Clark is quarantined. All that exists within his minimalist quarters are a bed, a toilet, and a large video screen that constantly loops selective imagery. Each day an omnipresent voice instructs Clark through his daily routines, an experience that he has been going through his entire life seemingly without a hitch. That all soon begins to change…
As the omnipresent voice leads Clark through his current daily tests, a growing fixation with a woman from the video loop is revealed. As he grows more aggravated with his directives from the omnipresent voice, he starts lashing out. This all culminates during an anger filled tantrum and a futile attempt to escape, and ends when he knocks himself unconscious. Later, he seemingly awakes to find the exit door open, and takes the opportunity to explore the outside world he’s never seen.
Director’s Statement’
The concept is derived from Plato’s “Allegory of the Cave.” This is my science fiction take on that material, and the goal is to show how mass media through iconography and popular culture influences and shapes our identity.
The idea that sex and violence are used to drive most media, whether it is entertainment or marketing, is a focal point of this film. Since the protagonist is male, I wanted to showcase how said media shapes masculinity into something that is sex driven, which causes men to look at women as objects of desire and symbols of conquest for their manhood.
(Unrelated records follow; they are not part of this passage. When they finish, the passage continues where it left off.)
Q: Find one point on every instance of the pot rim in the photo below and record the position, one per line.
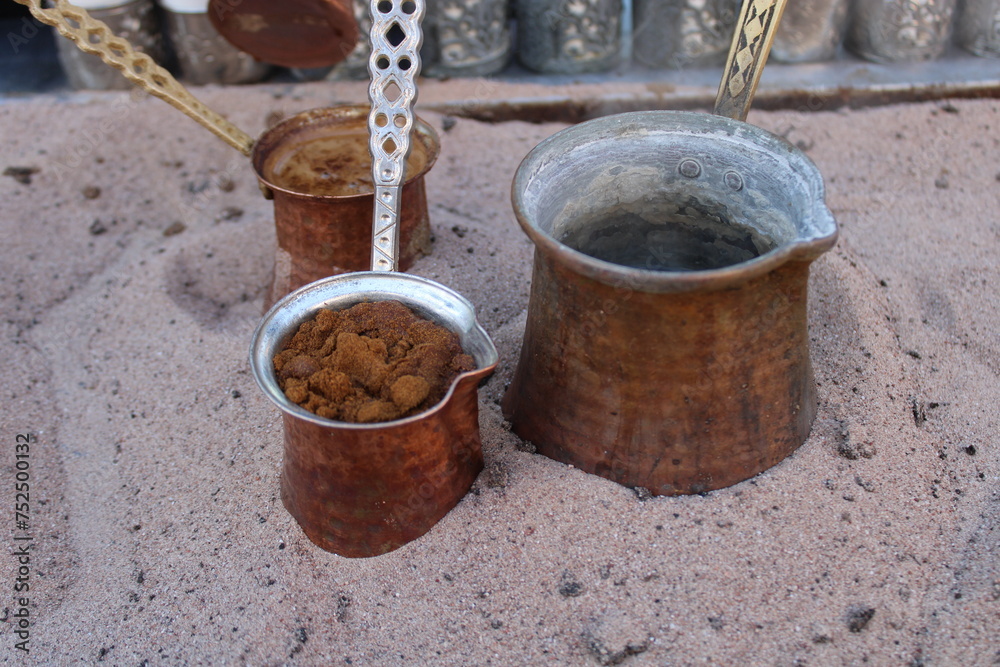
(285, 316)
(611, 127)
(421, 128)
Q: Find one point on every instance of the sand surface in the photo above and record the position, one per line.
(159, 538)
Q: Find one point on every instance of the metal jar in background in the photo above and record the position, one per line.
(203, 55)
(321, 235)
(811, 31)
(466, 37)
(361, 490)
(978, 27)
(900, 30)
(569, 36)
(355, 66)
(683, 33)
(666, 344)
(134, 20)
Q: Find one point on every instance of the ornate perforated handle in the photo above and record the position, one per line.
(93, 36)
(755, 32)
(393, 65)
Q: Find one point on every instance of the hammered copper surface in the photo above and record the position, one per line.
(364, 491)
(320, 236)
(677, 393)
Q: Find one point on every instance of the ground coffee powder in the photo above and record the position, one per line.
(372, 362)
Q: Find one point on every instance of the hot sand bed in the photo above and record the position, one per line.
(159, 535)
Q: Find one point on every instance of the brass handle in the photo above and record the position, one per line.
(93, 36)
(752, 42)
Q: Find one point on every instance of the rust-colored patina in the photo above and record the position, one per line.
(677, 393)
(324, 226)
(362, 491)
(666, 344)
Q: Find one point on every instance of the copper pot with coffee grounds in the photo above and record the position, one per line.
(317, 167)
(365, 489)
(362, 490)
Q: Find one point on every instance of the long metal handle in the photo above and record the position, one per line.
(752, 42)
(93, 36)
(393, 65)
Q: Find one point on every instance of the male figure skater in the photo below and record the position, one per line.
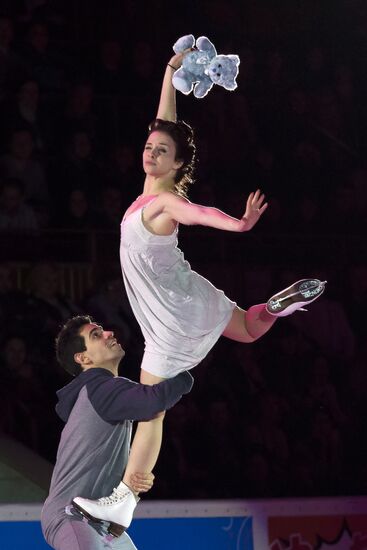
(98, 408)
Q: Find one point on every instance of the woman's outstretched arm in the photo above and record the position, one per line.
(167, 101)
(178, 209)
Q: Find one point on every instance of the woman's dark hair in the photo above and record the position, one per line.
(69, 341)
(183, 136)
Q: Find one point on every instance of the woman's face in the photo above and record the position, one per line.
(159, 156)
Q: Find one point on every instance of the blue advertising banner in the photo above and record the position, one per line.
(224, 533)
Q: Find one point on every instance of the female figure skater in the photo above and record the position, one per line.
(180, 313)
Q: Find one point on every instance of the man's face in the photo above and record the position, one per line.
(103, 350)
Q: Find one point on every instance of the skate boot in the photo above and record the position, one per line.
(117, 509)
(295, 297)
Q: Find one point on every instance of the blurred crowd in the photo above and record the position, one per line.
(78, 87)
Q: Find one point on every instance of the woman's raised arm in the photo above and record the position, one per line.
(167, 101)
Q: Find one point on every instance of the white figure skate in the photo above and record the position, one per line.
(295, 297)
(117, 509)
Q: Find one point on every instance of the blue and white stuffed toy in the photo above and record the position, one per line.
(202, 67)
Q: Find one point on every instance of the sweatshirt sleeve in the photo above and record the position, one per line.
(118, 399)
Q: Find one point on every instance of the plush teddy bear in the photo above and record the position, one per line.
(202, 67)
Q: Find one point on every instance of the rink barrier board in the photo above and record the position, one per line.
(282, 524)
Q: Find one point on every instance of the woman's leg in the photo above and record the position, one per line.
(147, 440)
(248, 326)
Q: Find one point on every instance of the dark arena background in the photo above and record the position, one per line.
(278, 420)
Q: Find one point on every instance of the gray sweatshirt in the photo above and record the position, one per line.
(98, 409)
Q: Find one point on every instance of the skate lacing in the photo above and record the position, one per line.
(115, 498)
(312, 290)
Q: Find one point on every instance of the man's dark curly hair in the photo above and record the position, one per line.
(183, 136)
(69, 341)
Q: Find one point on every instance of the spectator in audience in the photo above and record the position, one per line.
(11, 66)
(26, 112)
(20, 163)
(42, 63)
(25, 396)
(15, 215)
(110, 74)
(77, 169)
(78, 214)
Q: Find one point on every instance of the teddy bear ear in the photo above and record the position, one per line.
(235, 59)
(230, 85)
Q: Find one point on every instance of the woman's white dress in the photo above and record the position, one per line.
(180, 313)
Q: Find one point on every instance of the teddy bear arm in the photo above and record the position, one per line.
(182, 81)
(184, 43)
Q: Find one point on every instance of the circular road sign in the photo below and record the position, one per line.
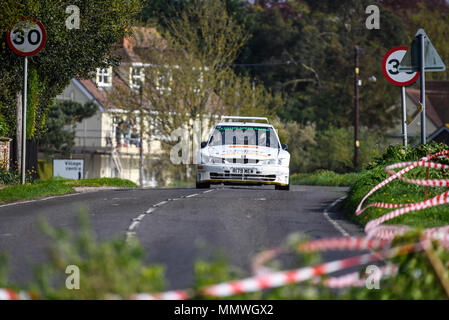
(27, 37)
(390, 68)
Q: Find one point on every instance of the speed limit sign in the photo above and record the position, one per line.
(27, 37)
(390, 68)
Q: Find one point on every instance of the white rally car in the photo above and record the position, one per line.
(243, 152)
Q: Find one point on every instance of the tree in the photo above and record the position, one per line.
(305, 49)
(68, 53)
(57, 140)
(435, 21)
(189, 80)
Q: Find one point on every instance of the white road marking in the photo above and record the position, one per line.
(150, 210)
(131, 234)
(332, 221)
(133, 225)
(192, 195)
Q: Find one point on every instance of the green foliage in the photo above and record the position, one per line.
(329, 149)
(305, 50)
(52, 187)
(399, 153)
(4, 127)
(32, 102)
(98, 182)
(107, 270)
(68, 53)
(398, 191)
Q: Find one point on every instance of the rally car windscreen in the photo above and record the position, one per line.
(244, 135)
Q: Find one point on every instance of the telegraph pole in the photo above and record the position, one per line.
(356, 108)
(423, 90)
(141, 137)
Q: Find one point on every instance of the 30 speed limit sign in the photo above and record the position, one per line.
(27, 37)
(390, 68)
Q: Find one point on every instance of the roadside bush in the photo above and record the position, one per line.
(330, 149)
(397, 191)
(107, 269)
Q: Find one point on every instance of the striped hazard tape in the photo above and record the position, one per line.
(379, 237)
(277, 279)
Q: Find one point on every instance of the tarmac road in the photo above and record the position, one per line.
(181, 225)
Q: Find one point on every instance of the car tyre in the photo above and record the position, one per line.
(285, 188)
(200, 185)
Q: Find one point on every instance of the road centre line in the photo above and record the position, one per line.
(136, 221)
(192, 195)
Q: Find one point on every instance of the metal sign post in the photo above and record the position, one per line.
(401, 79)
(24, 119)
(26, 38)
(404, 117)
(422, 57)
(423, 90)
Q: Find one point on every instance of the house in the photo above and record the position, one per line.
(437, 114)
(109, 141)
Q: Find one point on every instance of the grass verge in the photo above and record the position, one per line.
(324, 178)
(56, 186)
(397, 191)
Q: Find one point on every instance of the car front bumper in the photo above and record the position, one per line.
(243, 174)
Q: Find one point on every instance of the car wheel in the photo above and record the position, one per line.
(202, 185)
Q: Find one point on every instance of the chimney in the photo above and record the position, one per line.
(128, 44)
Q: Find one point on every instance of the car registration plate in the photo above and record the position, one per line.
(242, 170)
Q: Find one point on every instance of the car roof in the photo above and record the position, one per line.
(248, 124)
In order to do this I wanted to strip down the protagonist’s environment to be completely minimal except for the media that is being fed to him. Clark knows nothing else than this reality, and even though his environment is driving him mad, when he is given the option to leave he is overwhelmed with fear. Clark realizes that the place outside his quarantine is so incomprehensible, that he does not desire to leave his prison anymore, for he knows no better life.